Georgiana looked at her friend, certain she would see amusement in the older lady's features, but Mrs Gardiner kept her face studiously blank, whilst she juggled her youngest child and her breakfast.

"Oh." George looked a little disheartened at this news and turned beseechingly to Georgiana. "Is he old? Our minister at home is old. He doesn't much like children, in concerts, at Christmas, or any other time." He harrumphed, again looking like a miniature Mr Gardiner, and sank his weary head into his pudgy little hands.

"Mr Lambert is not like Reverend Baker," Mrs Gardiner reassured her son. "I met him myself last evening and he was far more cheerful and friendly than that. You needn't worry George. Here, Georgiana spent a great deal of time with him last night. I am sure she will be only too happy to reassure you of the curate's good character."

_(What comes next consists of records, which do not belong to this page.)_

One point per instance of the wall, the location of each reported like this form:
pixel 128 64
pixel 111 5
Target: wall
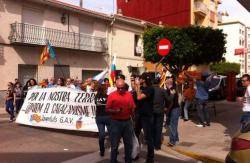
pixel 174 13
pixel 233 39
pixel 123 45
pixel 77 60
pixel 211 19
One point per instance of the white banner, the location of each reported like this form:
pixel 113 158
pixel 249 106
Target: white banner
pixel 60 108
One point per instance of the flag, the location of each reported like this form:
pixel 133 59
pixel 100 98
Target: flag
pixel 48 52
pixel 100 77
pixel 112 73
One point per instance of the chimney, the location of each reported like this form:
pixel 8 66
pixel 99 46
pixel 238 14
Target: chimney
pixel 81 5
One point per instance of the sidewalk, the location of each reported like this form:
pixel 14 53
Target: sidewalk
pixel 213 141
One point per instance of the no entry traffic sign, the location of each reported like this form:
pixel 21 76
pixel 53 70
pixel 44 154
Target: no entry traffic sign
pixel 164 47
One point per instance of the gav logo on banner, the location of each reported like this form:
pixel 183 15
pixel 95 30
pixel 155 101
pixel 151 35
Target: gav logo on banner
pixel 60 108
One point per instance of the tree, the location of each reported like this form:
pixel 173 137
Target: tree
pixel 191 46
pixel 210 42
pixel 224 68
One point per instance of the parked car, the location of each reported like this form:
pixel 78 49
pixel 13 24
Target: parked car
pixel 240 147
pixel 217 87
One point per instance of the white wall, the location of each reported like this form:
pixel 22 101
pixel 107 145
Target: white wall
pixel 233 42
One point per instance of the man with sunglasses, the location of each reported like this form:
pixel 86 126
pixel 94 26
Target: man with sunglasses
pixel 245 118
pixel 120 105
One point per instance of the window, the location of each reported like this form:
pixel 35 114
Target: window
pixel 32 16
pixel 86 27
pixel 89 74
pixel 61 71
pixel 137 46
pixel 26 72
pixel 212 6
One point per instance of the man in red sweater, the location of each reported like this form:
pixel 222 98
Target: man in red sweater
pixel 120 105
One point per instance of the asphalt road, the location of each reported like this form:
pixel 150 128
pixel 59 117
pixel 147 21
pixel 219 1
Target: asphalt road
pixel 24 144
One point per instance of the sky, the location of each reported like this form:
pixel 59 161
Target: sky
pixel 105 6
pixel 233 8
pixel 236 11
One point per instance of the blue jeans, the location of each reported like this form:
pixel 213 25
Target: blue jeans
pixel 173 126
pixel 245 117
pixel 101 122
pixel 203 112
pixel 9 107
pixel 146 123
pixel 157 129
pixel 118 130
pixel 19 103
pixel 186 106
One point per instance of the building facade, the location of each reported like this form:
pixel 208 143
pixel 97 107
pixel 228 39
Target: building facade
pixel 174 13
pixel 237 38
pixel 84 41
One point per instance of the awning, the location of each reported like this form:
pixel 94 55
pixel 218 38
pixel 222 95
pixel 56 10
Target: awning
pixel 245 3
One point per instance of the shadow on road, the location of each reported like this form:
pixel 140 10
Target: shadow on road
pixel 49 157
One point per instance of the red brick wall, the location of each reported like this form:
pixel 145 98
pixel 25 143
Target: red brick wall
pixel 170 12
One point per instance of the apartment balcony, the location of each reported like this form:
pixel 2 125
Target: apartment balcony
pixel 219 17
pixel 200 9
pixel 22 33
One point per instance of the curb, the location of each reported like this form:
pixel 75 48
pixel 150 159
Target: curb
pixel 197 156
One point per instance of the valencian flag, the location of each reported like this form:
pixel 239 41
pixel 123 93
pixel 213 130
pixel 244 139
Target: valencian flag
pixel 112 73
pixel 48 52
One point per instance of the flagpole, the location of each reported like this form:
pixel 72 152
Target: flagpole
pixel 60 67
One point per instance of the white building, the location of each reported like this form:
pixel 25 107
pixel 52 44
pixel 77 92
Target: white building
pixel 236 46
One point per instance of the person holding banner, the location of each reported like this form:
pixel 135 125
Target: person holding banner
pixel 102 117
pixel 120 105
pixel 60 82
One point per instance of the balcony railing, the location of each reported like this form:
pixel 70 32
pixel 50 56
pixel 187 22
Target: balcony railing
pixel 201 8
pixel 37 35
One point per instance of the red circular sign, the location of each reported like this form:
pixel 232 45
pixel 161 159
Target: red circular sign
pixel 164 47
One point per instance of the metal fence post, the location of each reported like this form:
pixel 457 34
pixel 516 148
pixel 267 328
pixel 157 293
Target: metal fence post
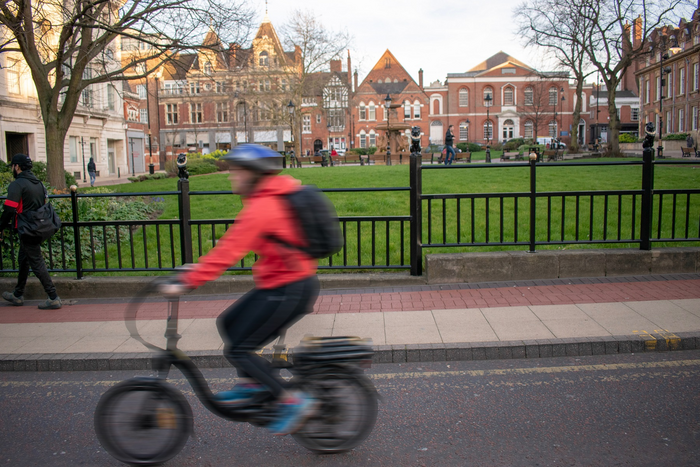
pixel 183 186
pixel 533 200
pixel 647 199
pixel 76 232
pixel 416 216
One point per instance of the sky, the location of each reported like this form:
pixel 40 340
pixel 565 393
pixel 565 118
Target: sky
pixel 439 36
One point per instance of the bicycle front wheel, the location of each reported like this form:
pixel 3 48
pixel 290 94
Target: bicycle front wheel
pixel 143 422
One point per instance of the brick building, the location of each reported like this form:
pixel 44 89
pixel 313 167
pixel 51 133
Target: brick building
pixel 678 98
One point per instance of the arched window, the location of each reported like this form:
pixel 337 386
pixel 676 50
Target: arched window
pixel 463 97
pixel 488 130
pixel 464 131
pixel 416 109
pixel 508 129
pixel 508 96
pixel 488 92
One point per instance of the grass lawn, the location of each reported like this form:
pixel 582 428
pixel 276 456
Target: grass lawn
pixel 387 246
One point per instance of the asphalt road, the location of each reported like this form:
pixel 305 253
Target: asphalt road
pixel 634 410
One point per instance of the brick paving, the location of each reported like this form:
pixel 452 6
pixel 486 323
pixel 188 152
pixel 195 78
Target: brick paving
pixel 414 298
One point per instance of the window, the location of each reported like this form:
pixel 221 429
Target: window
pixel 171 114
pixel 222 112
pixel 508 96
pixel 463 97
pixel 681 81
pixel 488 130
pixel 110 97
pixel 647 92
pixel 508 129
pixel 463 131
pixel 488 96
pixel 73 148
pixel 195 113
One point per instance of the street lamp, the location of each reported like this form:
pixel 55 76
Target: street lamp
pixel 488 100
pixel 674 49
pixel 387 105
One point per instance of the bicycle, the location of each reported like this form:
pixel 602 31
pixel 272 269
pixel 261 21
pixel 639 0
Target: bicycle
pixel 145 420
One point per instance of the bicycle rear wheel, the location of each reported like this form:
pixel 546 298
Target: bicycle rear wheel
pixel 143 422
pixel 346 416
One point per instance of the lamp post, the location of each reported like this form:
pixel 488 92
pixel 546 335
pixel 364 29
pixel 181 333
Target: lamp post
pixel 488 100
pixel 387 105
pixel 671 51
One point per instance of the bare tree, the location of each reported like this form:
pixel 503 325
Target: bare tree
pixel 537 107
pixel 70 46
pixel 552 24
pixel 316 46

Now Georgiana was certain her friend was teasing her, for it was just the type of sentence that would ordinarily spring form Elizabeth's lips, accompanied by dancing eyes and a merry laugh. Mrs Gardiner merely examined her plate with care and Georgiana was left to frown and wonder if, perhaps, her friend meant nothing at all by her words and it was Georgiana who read more into them than was there.

Nothing Mrs Gardiner had said was untrue, after all. Mr Lambert was young, younger than Georgiana's own brother, she wagered, and he was certainly cheerful in his way. She bit her lip, recalling he vivid description he had offered to Georgiana of his life at school training for the curacy and how he had confided, during their dance, that he was still quite unsure of what he was doing and whether he should succeed or fail would doubtless be decided by his performance in the Christmas services. Such openness and honesty, accompanied with the self-deprecating smile she had never quite noticed on Mr Lambert's face before that moment, nor how handsome it rendered him, had gone a long way to raising him in Georgiana's estimations and she was forced to acknowledge, at least in the privacy of her own mind, that she had been mistaken in her first assessment of the new curate. He was not always bad-tempered, nor did he judge her quite as harshly as she had believed him to. A strange excitement took hold of her, then, as she reflected on the fact that she would see Mr Lambert in just a short while. How peculiar, that the man she once vowed never to see again had become the high point of her day!